The treaty establishes mechanisms for realtime and retrospective exchange of surveillance data, boarding authorizations, and mutual legal assistance among signatories, modeled on provisions seen in the Agreement on Port State Measures and practices from the Australian and New Zealand coastguards. It creates procedures for sharing information held by agencies such as the Forum Fisheries Agency and the Pacific Islands Forum Secretariat, authorizes coordinated aircraft and vessel patrols, and sets out standards for evidence collection suitable for prosecution in national courts like those in Papua New Guinea and Vanuatu. Annexes address confidentiality, use of intelligence from entities like the Food and Agriculture Organization and interoperability with surveillance systems employed by United States Pacific commands. Dispute resolution draws on norms from the Vienna Convention on the Law of Treaties and regional arbitration practice.

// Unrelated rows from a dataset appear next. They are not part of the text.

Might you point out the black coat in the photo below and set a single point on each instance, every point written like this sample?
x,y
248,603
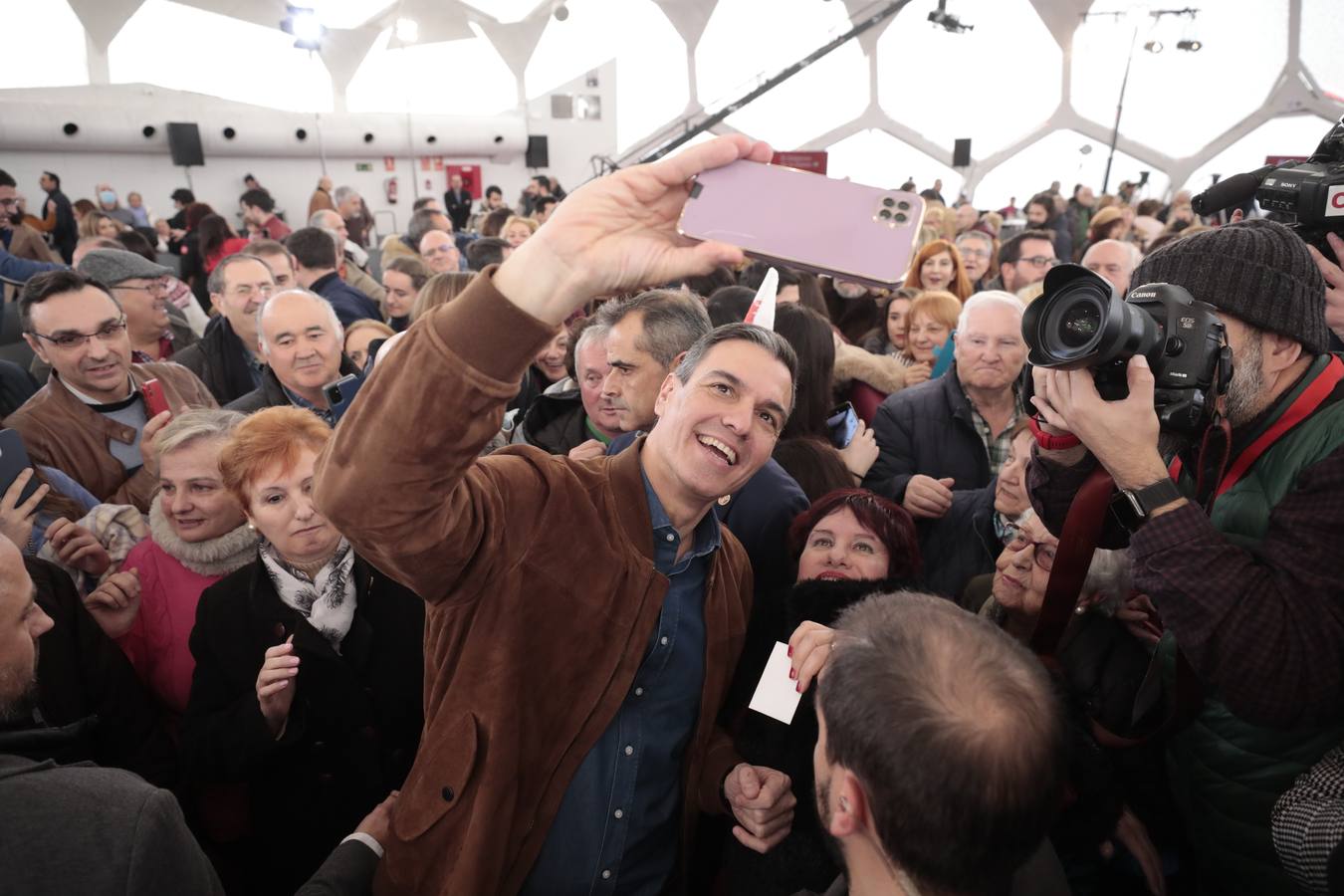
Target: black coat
x,y
349,738
928,429
221,361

Initial parties included multiple Pacific Island states and later acceding members among Cook Islands, Fiji, Samoa, Tonga, Vanuatu, and Papua New Guinea; implementation is coordinated by the Forum Fisheries Agency and supported by technical partners such as the Secretariat of the Pacific Community, the Food and Agriculture Organization, and bilateral partners like Australia, New Zealand, and United States. Parties establish national contact points within agencies analogous to the Maritime Safety Authority of Fiji and the PNG National Fisheries Authority to process requests for assistance, coordinate joint patrols, and share intelligence collected via assets from Australian Defence Force or New Zealand Defence Force operations. Funding and capacity building come from initiatives tied to the European Union fisheries programs and grants administered with help from the Asian Development Bank.

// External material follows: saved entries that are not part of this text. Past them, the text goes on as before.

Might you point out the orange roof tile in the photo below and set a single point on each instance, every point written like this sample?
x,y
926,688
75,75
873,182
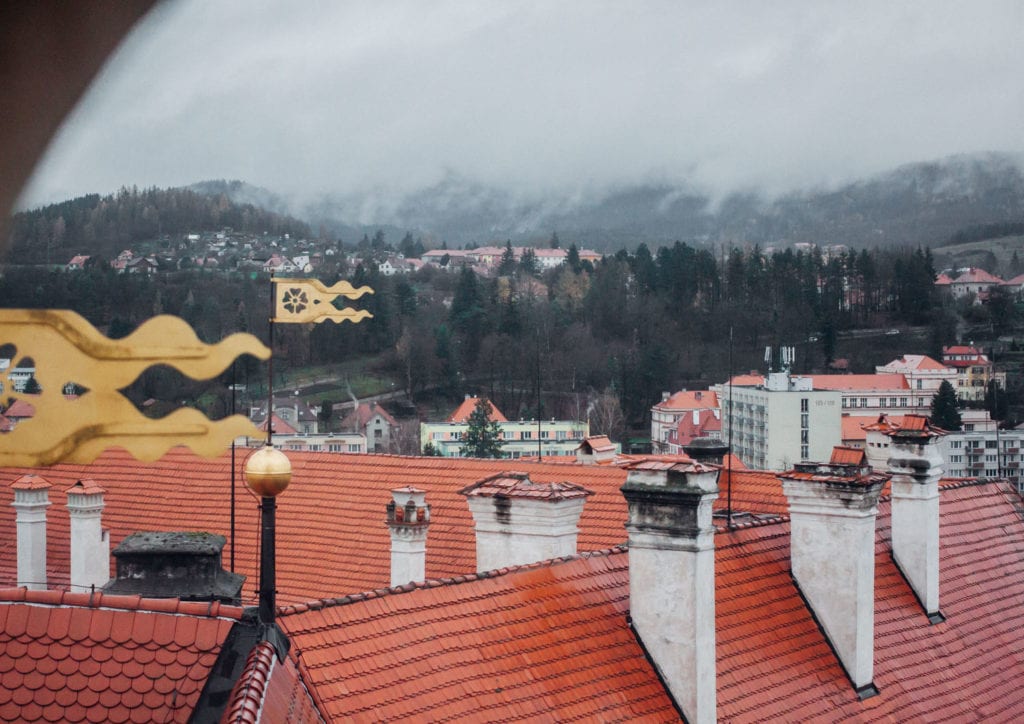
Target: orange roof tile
x,y
848,456
551,639
539,642
518,484
859,382
463,412
77,657
31,482
331,498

The treaty has facilitated increased coordination leading to joint operations, vessel boardings, and prosecutions in jurisdictions such as Samoa and Papua New Guinea, contributing to interceptions of vessels implicated in IUU fishing networks linked to fleets from Taiwan, South Korea, and China. Evaluations by the Forum Fisheries Committee and assessments involving the Secretariat of the Pacific Community indicate improved information flow but persistent gaps in assets, legal harmonization, and judicial capacity reminiscent of challenges documented in small island developing states literature. Collaborative exercises with partners like Australia and New Zealand have enhanced techniques for evidence handling and prosecutions under national statutes, while advocacy groups and think tanks including Oceana and regional NGOs have highlighted continuing enforcement shortfalls.

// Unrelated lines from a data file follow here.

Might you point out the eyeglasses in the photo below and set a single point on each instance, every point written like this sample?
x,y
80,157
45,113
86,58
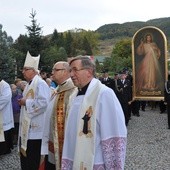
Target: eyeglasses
x,y
75,70
55,69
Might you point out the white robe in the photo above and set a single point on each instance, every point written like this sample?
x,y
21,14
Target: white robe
x,y
111,132
6,105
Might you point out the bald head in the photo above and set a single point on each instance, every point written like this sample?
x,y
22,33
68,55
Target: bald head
x,y
61,72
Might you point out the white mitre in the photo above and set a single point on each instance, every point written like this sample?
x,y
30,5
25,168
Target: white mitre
x,y
31,61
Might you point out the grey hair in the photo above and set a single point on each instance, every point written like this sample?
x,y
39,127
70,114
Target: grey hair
x,y
86,62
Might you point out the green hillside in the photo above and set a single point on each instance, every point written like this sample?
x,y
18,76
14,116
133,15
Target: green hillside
x,y
111,33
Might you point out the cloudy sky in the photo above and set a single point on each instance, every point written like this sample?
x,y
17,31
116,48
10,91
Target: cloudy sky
x,y
69,14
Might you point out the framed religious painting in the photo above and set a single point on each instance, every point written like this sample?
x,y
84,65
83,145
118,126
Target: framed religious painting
x,y
149,62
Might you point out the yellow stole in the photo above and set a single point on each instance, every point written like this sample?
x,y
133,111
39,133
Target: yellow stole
x,y
85,142
60,115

The treaty has been complemented by protocols and MoUs aligning it with frameworks such as the WCPFC conservation measures, the Nauru Agreement purse-seine management arrangements, and bilateral agreements with Australia and New Zealand on maritime surveillance. Amendments and operational guidelines adopted by the Forum Fisheries Committee reflect evolving standards influenced by the Agreement on Port State Measures and FAO guidelines on IUU fishing. Related multilateral instruments include the WTO negotiations on fisheries subsidies and regional arrangements like the Palau Arrangement; technical cooperation continues under programs funded by the European Union and coordinated through the Secretariat of the Pacific Community.